Den Haag, 27 maart 2023

De Nederlandse Zorgautoriteit (NZa) heeft op verzoek van mijn ambtsvoorganger een advies opgesteld over de bekostiging van afstemming en coördinatie van Zvw-zorg voor kwetsbare ouderen thuis.

De NZa heeft het advies op 30 januari 2023 aan mij aangeboden. Ik deel het advies via deze brief met uw Kamer, inclusief mijn beleidsreactie. Deze beleidsreactie deel ik met u mede namens de Minister van Volksgezondheid, Welzijn en Sport en de Staatssecretaris van Volksgezondheid, Welzijn en Sport. De doorontwikkeling van goede zorg voor kwetsbare ouderen thuis is één van onze gezamenlijke, domeinoverstijgende ambities.

Kort samengevat is het NZa-advies en mijn beleidsreactie als volgt:

  • De NZa adviseert 1) om landelijk sterker te sturen op de totstandkoming van organisatiestructuren voor de eerstelijnszorg, zodat de verantwoordelijkheid voor samenhangede zorg duidelijk bij een partij belegd kan worden en 2) om het werken aan integrale zorg voor ouderen minder vrijblijvend te maken, maar via regelgeving als een verplichtende opdracht bij regio’s neer te leggen.

  • Ik onderschrijf de lijn van het advies van de NZa, waarbij het belangrijk is om het werken aan integrale zorg voor ouderen – en voor de breedte van doelgroepen waarvoor samenwerking noodzakelijk is – in de regio minder vrijblijvend te maken.

  • Graag geef ik gehoor aan de oproep van de NZa om als overheidspartijen (VWS, NZa, Zorginstituut Nederland en IGJ) samen op te trekken en te beoordelen waar regelgeving aangepast kan of moet worden om samenwerking en organisatiekracht binnen de eerstelijn te bevorderen.
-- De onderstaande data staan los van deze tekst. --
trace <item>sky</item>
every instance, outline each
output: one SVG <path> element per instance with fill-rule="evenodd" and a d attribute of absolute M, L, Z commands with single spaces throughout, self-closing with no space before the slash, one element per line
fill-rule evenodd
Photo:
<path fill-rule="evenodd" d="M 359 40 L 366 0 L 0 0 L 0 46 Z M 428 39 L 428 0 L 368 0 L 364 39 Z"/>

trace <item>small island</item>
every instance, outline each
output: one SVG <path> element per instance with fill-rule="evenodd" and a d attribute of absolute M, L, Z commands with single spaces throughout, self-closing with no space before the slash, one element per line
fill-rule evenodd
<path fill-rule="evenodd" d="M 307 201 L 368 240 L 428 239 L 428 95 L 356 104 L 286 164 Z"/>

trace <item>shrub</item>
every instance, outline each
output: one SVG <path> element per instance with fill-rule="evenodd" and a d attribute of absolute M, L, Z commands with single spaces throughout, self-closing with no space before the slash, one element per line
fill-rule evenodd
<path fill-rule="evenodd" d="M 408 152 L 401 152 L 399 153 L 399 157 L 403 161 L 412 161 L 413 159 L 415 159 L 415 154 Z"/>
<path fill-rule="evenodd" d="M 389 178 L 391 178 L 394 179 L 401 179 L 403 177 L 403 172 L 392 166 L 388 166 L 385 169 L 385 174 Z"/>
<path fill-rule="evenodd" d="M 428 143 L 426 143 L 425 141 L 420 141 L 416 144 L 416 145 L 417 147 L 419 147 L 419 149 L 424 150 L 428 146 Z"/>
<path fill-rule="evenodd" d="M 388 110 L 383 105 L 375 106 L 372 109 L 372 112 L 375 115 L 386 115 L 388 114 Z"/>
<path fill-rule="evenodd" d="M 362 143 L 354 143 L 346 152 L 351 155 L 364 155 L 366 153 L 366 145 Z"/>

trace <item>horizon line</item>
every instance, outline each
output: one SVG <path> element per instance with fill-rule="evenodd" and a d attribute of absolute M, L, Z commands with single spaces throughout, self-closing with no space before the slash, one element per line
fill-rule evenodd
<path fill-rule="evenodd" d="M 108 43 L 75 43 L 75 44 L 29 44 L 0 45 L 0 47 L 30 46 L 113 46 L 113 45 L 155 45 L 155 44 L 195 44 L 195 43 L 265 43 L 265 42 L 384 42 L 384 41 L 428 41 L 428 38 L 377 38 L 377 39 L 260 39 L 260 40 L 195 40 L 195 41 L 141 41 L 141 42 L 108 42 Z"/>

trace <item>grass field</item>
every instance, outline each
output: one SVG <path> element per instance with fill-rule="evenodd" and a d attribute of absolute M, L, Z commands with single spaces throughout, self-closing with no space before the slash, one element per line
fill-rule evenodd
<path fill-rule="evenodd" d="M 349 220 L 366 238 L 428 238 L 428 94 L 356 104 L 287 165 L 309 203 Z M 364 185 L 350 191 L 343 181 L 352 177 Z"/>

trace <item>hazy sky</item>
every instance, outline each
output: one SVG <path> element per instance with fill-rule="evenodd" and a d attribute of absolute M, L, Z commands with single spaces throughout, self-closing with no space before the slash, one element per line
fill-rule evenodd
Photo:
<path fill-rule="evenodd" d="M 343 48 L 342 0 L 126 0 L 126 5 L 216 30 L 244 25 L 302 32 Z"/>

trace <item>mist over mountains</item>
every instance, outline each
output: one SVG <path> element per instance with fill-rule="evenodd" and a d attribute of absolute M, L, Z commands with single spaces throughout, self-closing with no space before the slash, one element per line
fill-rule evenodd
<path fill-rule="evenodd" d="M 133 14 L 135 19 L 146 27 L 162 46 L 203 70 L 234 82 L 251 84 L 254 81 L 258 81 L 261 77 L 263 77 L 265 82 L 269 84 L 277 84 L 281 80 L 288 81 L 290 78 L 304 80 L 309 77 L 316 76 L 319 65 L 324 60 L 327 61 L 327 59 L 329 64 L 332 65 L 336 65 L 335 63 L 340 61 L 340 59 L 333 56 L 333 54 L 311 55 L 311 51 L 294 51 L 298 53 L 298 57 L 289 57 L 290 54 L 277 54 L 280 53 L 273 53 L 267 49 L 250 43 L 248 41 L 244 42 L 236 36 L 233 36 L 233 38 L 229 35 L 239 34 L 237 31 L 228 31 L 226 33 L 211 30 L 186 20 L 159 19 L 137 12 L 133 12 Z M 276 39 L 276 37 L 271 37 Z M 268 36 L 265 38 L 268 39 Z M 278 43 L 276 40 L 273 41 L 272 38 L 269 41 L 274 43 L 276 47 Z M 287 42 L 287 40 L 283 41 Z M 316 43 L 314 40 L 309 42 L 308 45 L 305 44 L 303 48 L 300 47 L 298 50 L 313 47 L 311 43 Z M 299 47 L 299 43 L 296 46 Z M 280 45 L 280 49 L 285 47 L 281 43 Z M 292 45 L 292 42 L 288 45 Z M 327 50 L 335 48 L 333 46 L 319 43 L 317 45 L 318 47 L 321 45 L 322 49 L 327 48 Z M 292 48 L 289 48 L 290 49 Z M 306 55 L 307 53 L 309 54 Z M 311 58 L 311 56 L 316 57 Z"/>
Ik volg hierin het advies van de NZa voor de stapsgewijze aanpak, waarin het eerst mogelijk moet worden gemaakt om afstemming en coördinatie aanvullend bekostigd te krijgen via de verbinding aan een (regionaal) zorgprogramma, om vervolgens te komen tot integrale Zvw-bekostiging voor kwetsbare ouderen.
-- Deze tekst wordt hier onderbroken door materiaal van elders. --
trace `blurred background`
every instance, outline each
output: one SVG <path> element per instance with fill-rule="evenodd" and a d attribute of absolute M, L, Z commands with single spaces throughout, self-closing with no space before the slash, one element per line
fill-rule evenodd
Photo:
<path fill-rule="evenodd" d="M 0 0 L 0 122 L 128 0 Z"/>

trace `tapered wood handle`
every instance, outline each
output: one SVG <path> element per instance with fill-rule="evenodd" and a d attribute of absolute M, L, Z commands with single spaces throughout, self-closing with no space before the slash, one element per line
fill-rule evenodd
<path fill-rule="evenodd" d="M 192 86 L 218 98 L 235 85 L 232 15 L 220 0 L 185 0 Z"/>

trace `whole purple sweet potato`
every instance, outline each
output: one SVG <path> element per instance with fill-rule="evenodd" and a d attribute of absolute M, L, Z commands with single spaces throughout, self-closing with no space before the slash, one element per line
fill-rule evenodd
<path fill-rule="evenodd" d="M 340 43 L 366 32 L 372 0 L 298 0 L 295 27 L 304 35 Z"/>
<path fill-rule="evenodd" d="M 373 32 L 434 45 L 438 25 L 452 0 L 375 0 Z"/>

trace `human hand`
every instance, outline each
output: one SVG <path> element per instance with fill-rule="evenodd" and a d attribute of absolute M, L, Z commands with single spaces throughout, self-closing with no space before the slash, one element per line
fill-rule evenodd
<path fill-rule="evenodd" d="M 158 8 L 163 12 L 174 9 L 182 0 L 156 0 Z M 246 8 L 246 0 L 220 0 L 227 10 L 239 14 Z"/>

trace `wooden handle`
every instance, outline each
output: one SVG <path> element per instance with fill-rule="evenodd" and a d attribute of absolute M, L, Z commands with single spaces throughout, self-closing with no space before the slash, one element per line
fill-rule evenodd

  • Het NZa advies is een tussenstap. Ik zal op korte termijn een besluit nemen over de vervolgopdracht aan de NZa voor de uitwerking van het advies.
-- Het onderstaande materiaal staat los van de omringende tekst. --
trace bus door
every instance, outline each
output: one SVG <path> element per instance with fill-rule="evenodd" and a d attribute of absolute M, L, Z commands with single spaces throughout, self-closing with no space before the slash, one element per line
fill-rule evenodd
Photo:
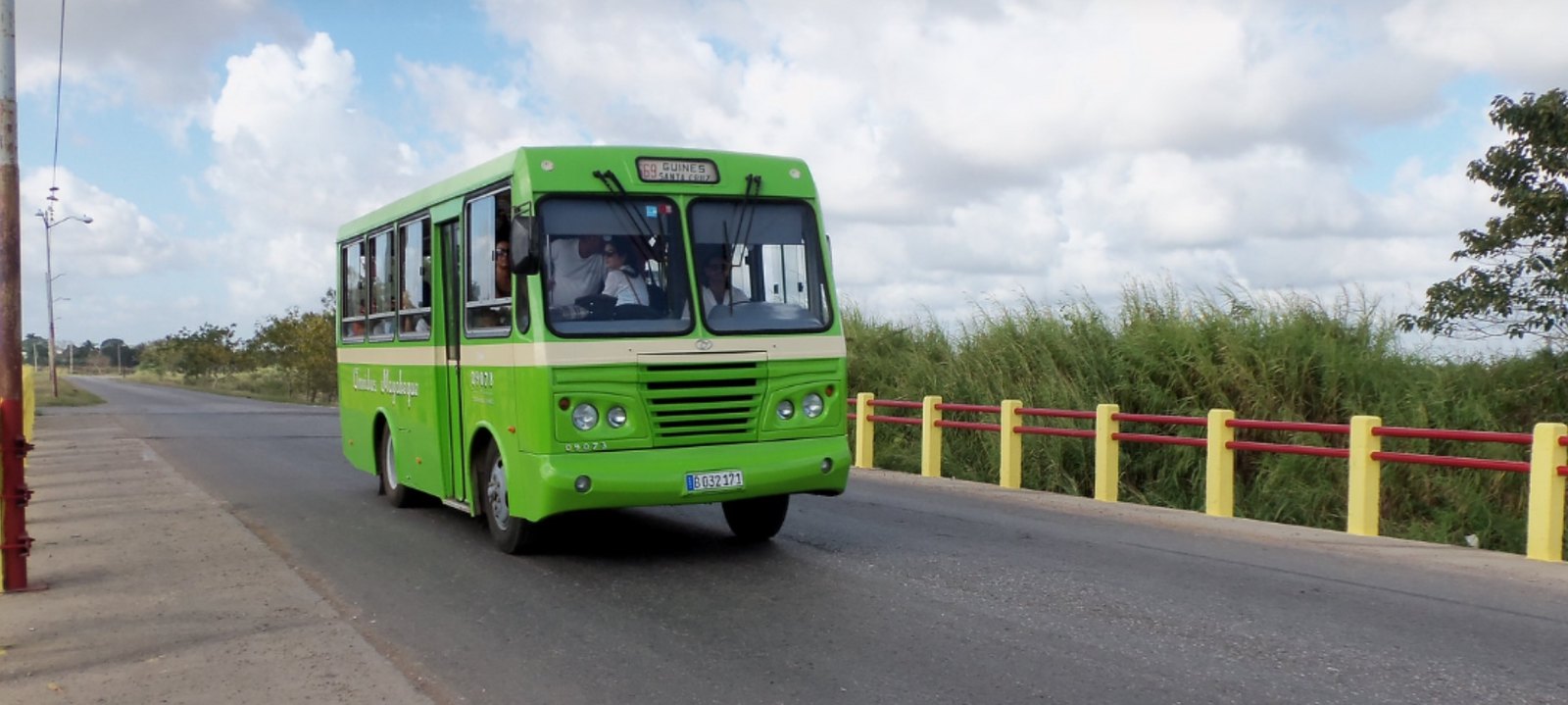
<path fill-rule="evenodd" d="M 441 399 L 441 408 L 445 413 L 437 421 L 442 426 L 442 447 L 445 449 L 441 463 L 441 485 L 444 499 L 469 502 L 474 488 L 469 487 L 467 462 L 463 457 L 463 237 L 456 220 L 444 221 L 436 228 L 441 229 L 441 247 L 444 248 L 441 254 L 445 261 L 441 279 L 445 284 L 441 308 L 442 330 L 445 331 L 445 345 L 441 349 L 445 394 Z"/>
In deze brief neem ik u mee in de stappen die eerder zijn gezet, de betekenis van het actuele advies van de NZa en het vervolg.

Voorgeschiedenis

In de vorige kabinetsperiode hebben veldpartijen met steun van het Ministerie van VWS een Handreiking voor zorg aan kwetsbare ouderen thuis gerealiseerd. Deze handreiking beschrijft de gewenste samenwerking tussen eerstelijn en sociaal domein in het signaleren van (het ontstaan van) kwetsbaarheid bij ouderen thuis en het inzetten van de juiste, samenhangende, persoonsgerichte zorg voor deze ouderen. Signaleren is een belangrijke pijler onder de beleidsdoelstellingen voor ouderen in meerdere akkoorden, waaronder het programma Wonen, Ondersteuning en Zorg voor Ouderen (WOZO) alsook in het Integraal Zorgakkoord (IZA). De handreiking beschrijft daarvoor een zes-stappen-plan1. Implementatie en naleving van de handreiking is van groot belang. Een sterke en effectieve eerstelijnszorg, in samenwerking met het sociaal domein, zorgt ervoor dat ouderen zorg krijgen die bijdragen aan gezondheid en kwaliteit van leven.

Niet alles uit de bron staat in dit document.